Although he’d committed each word to memory, he shielded his eyes and once again scanned the Farm Journal advertisement.

HELP WANTED. Strong, healthy, unattached men to work as cowhands near Dalhart, Texas. Good pay for hard work. The James Ranch. Ask for Andy.

Whistling to reduce concern, he leaned over and touched a blue flower with his shoes. He wondered if it was one of the blue bonnets he’d read of.

When Dalhart Building and Loan appeared on his left, he entered a dimly lit office. “May I open an account?” His savings should be safer there than in his case.

The manager licked his lips, tapped his pencil on his desk, and spoke quickly. “Where you from, stranger?” He drawled eying him with suspicion and pushing spectacles from the end of his nose.

“Indiana, but I’ll be working at the James Brothers Ranch.” He hoped it was true.

The man’s demeanor changed. “With Andy? He’s a character.”

Nodding, Walker removed the remaining dollar notes from his guitar case and stuffed a paper deposit booklet in his leather valise.

“Appreciate your business. If you ever need a loan, think of us. Any questions?”

“Know how I could get to the James Ranch or where Andy might be?”

“May have walked right past him. Was in here earlier. Prob’ly the train station.
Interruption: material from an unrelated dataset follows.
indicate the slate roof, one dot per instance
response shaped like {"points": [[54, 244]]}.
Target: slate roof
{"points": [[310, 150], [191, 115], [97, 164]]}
Fancies himself a cowboy philosopher like the famous Oklahoman.”

“Will Rogers?” Since the banker’s cadence, in fact, resembled the Oklahoma actor he mentioned, Walker smiled.

“That’s ’im.”

Walker’s anticipation rose with his heartrate as he approached the train station counter. “Is Mister Andy James here?”

The station master eyed a group of men. “Andy? The blue shirt, over there, talking.”

Walker heard Andy before he saw his face and, for the briefest instant, he wished a friend were with him as a second witness. When he compared the difference between his and the cowboys’ clothing, he pondered, as he during the trip, whether he had the guts to be a rancher.

The fellow held a light gray cowboy hat curved up on each side of a sweat-stained band. His tapered shirt emphasized broad shoulders with worn Levi’s and scuffed boots. Leathered facial skin spoke of time spent outside the confining comforts of home.

Walker stood on the edge of a circle of men without interrupting.

Andy said, “Winter so horrible five blizzards cost my brother and me the best family-owned ranch in these United States. Gov’nment and dadgum farmers plowed the healthy buffalo grass. Shot all the coyotes—” He seemed to notice Walker for the first time. “What ’cha staring at, my red-headed stranger?”

Walker set his bags on the ground before he extended his hand. “Hello, sir. The name is Walker Smythe from Indiana. Found an ad in Farm Journal magazine from a few years ago, so I came to work. I understand you’re Andy James.”

His hand hung clumsily in the air until several men shook it.

Andy’s laughter filled the station as he looked Walker over. “A Hoosier, huh? ‘Fraid you are a few years late to work the best James Ranch ever, but you’re not a cripple and, as of this afternoon, I’m short a hand. Branding’s s’pposed to start tomorrow at my brother’s ranch. Boys, I will catch you next time. Fixing to turn this Hoosier into a cowboy.” Walking outside with an entourage of men, he ground a cigarette under his boot.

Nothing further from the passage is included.